Best seen this way.
In the nearly-absent health care debate, the Republicans want us to believe that the “markets” are the holy pathway to reform. There’s a problem with that: Those markets have driven the quality, price, and availability of health care out of the reach of ordinary people like me, and you and you and you over there.
Markets are not the pathway to reform, because the health care debate is not a commercial issue. It’s a social issue. It’s an issue revolving around how to fairly ensure the public health and the health of citizens, and it’s a debate that cannot be limited to the financial.
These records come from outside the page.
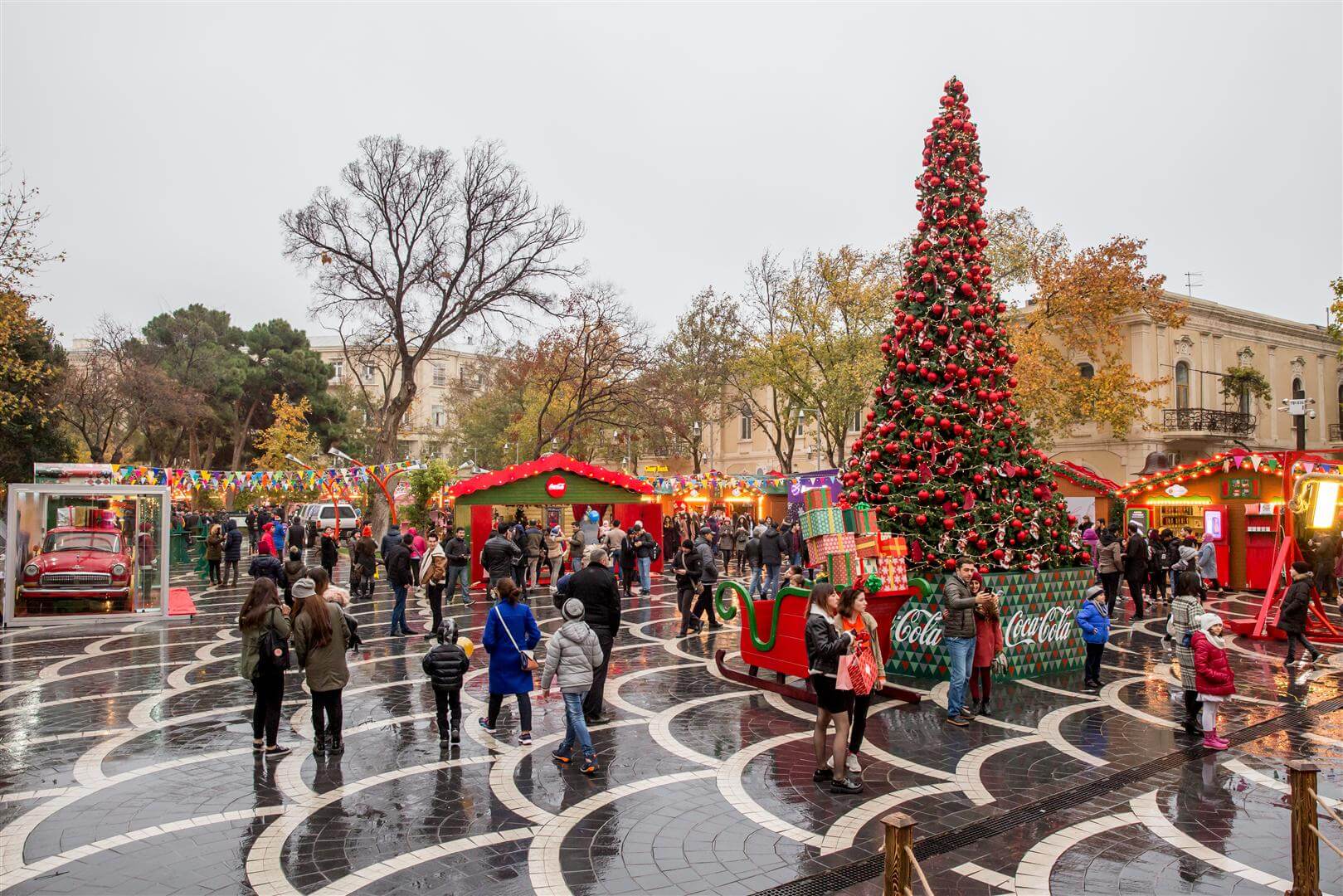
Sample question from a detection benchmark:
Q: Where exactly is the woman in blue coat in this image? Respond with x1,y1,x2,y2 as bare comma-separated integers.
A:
1077,584,1109,690
479,577,541,747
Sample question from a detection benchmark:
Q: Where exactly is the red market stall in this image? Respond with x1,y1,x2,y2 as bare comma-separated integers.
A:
1120,449,1282,591
1049,460,1120,523
447,454,662,583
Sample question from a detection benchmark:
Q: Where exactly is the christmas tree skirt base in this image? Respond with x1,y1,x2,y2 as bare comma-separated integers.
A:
887,567,1096,679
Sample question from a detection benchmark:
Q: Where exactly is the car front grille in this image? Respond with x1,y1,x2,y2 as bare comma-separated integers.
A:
41,572,111,588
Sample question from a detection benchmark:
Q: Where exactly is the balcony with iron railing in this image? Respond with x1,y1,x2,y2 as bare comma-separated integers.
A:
1161,407,1256,436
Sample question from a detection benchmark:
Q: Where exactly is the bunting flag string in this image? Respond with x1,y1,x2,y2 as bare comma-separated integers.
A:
111,460,419,492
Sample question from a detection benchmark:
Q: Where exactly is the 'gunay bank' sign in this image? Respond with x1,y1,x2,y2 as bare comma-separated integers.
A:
887,568,1093,679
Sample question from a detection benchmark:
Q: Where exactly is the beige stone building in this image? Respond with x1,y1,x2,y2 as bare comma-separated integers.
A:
312,337,484,460
1052,295,1343,482
687,293,1343,482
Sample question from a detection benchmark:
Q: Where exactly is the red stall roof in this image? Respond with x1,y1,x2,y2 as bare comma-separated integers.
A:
1050,460,1122,492
447,454,653,499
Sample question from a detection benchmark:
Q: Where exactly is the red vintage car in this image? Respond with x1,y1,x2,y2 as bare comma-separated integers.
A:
19,525,134,614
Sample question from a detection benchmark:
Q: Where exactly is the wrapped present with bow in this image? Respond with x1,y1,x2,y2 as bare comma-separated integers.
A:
862,558,909,591
844,504,877,534
800,508,844,538
802,489,834,510
853,532,881,558
826,553,864,588
877,534,909,558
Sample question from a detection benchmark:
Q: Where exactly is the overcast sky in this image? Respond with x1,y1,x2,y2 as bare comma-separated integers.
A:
0,2,1343,337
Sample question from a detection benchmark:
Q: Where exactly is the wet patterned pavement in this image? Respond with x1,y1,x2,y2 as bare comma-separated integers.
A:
0,556,1343,896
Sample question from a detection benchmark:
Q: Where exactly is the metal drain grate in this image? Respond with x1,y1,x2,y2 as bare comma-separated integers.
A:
755,697,1343,896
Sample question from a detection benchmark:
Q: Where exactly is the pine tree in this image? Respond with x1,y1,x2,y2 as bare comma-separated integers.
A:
844,76,1084,571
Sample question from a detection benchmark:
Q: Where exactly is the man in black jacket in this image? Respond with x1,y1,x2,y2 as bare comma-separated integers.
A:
382,534,415,638
221,520,243,584
481,523,523,592
379,523,401,564
568,548,620,724
760,525,783,598
1124,523,1151,622
443,527,471,607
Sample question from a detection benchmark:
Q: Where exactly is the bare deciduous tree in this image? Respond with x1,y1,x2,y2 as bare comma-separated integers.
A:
280,137,583,529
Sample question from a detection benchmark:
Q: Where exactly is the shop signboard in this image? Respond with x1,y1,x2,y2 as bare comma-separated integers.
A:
887,567,1094,679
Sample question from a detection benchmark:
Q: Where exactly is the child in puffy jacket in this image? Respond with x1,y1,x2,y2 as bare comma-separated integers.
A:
1077,584,1109,690
541,598,603,775
1190,612,1235,750
421,619,473,747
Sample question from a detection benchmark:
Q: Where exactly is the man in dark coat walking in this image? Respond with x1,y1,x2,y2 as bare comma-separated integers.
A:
568,548,620,724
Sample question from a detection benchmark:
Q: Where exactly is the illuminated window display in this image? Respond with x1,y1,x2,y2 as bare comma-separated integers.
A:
4,485,169,625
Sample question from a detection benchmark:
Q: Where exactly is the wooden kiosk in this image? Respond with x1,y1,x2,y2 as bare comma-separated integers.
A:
1120,449,1282,591
447,454,662,582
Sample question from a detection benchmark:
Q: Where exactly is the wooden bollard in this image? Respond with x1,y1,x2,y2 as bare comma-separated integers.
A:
881,811,915,896
1287,759,1320,896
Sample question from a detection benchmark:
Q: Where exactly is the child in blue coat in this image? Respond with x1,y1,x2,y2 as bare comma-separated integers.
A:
479,577,541,747
1077,584,1109,690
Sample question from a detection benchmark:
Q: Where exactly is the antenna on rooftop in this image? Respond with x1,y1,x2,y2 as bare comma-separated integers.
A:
1185,270,1204,298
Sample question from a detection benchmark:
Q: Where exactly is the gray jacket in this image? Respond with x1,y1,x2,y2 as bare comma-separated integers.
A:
942,575,975,638
541,619,601,694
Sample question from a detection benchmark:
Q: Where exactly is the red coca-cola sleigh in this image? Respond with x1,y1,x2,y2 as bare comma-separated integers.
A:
713,579,928,704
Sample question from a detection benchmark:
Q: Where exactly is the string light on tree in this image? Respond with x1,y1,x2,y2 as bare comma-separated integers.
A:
842,76,1089,570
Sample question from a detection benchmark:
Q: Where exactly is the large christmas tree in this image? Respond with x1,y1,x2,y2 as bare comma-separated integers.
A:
844,76,1084,570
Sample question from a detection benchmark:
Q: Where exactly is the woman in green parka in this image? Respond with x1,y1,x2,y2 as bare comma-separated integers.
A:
238,577,289,759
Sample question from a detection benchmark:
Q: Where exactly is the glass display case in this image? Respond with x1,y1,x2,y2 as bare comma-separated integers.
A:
4,484,171,625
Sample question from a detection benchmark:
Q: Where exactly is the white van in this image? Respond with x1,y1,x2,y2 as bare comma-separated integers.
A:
304,501,358,538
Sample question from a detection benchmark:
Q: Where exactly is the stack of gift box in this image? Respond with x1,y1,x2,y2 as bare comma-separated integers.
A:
800,489,909,591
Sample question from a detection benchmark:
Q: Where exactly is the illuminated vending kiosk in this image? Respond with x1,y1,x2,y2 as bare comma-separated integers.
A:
1199,504,1232,582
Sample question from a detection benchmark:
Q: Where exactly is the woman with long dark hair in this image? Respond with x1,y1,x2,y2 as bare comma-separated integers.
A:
294,577,349,757
805,582,862,794
838,586,885,774
238,577,289,759
479,577,541,747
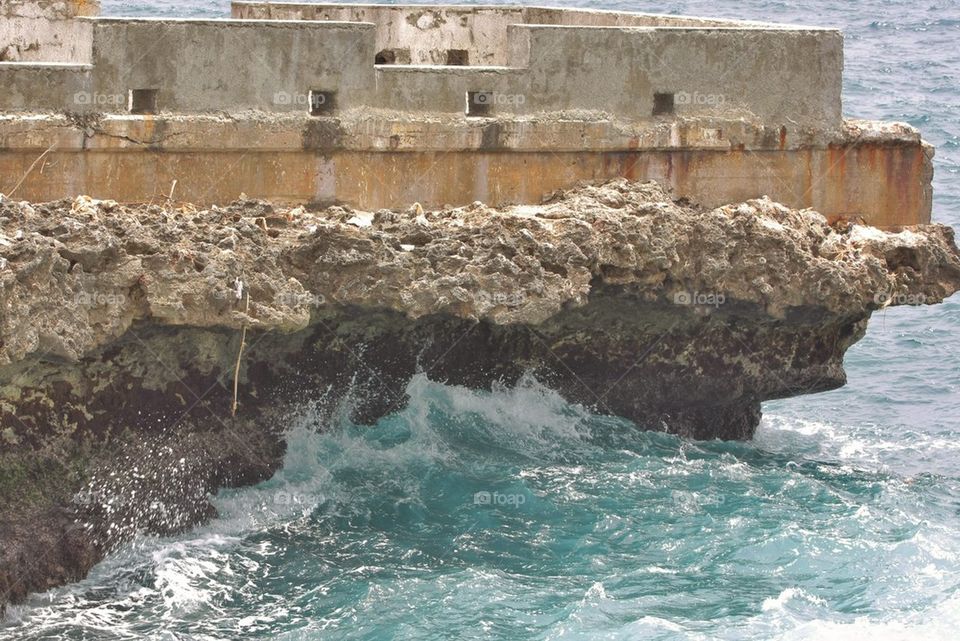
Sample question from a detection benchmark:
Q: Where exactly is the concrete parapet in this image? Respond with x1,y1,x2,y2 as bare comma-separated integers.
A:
0,0,100,62
0,0,932,227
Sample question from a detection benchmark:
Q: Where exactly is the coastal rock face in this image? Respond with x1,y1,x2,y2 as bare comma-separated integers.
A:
0,180,960,601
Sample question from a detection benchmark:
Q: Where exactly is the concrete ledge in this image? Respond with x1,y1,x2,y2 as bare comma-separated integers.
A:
0,114,932,228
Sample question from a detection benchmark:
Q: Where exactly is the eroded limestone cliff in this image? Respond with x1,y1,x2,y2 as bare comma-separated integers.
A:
0,180,960,600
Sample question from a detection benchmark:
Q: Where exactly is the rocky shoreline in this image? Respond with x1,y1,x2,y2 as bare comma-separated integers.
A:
0,180,960,603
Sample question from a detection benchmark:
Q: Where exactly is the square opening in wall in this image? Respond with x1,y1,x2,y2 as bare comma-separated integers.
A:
373,49,397,65
129,89,158,114
310,89,337,116
447,49,470,67
373,49,410,65
653,93,673,116
467,91,493,116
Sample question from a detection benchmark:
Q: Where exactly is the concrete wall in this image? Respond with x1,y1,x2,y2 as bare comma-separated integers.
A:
0,0,100,62
0,115,932,228
83,19,374,113
0,62,91,113
232,2,523,65
512,25,843,129
227,2,843,129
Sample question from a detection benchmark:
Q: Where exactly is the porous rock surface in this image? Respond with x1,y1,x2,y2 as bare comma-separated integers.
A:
0,180,960,601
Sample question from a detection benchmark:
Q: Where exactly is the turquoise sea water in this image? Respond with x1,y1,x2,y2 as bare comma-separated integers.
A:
0,0,960,641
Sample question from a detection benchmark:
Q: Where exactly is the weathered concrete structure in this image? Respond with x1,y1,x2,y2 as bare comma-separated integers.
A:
0,1,932,227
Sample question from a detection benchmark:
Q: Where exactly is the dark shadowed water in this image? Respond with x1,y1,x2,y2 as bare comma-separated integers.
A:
0,0,960,641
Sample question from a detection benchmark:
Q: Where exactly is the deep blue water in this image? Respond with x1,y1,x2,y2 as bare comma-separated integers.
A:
0,0,960,641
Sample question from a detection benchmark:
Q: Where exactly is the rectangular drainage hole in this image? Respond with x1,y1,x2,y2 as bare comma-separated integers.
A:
373,49,410,65
447,49,470,67
310,89,337,116
128,89,158,114
653,93,673,116
467,91,493,116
The GOP wants you to think that the health care debate is all about money. It’s not. It’s about this country, and what we view as fundamental to our success as people, families, communities, states and a nation. An unhealthy nation cannot be a global power. Corporations cannot bear the cost of employees’ health care, and there is a fundamental unfairness to limiting health insurance access to employed individuals.
Hopefully the debate will advance in the weeks to come, and you won’t be fooled by the efforts of the insurance lobby to frame it as purely economic. It is not. The insurance companies would like to place all blame for current system flaws in the hands of the insured, without regard to the stunning wastes built into the system, the dominance (and absence of free-market pricing) of pharmaceutical companies, and the utter lack of social conscience.
Want an example of why it’s so important to be engaged in this debate? Look no further than the swine flu, which poses a threat to not only you, but that guy you talked to in the market, and that guy that he met up with who flew back to Canada, and that guy over there who has a newborn baby at risk.
Because we are interconnected: A farmer coughs while tending livestock in Mexico. At lunch he shakes hands with his cousin the policeman, who writes a ticket for a visiting tourist later that day. The tourist goes home to Belgium, where his colleague leaves the next day to visit his cousin the day-care worker in New York. A week later a 16-month-old child dies in Queens.
See how that works? And that’s just one example. So let’s get serious about this debate. Three core principles:
- Reduce costs.
- Guarantee choice
- Ensure quality care
Flower markets are fine. Insurance markets must change. Be part of the change.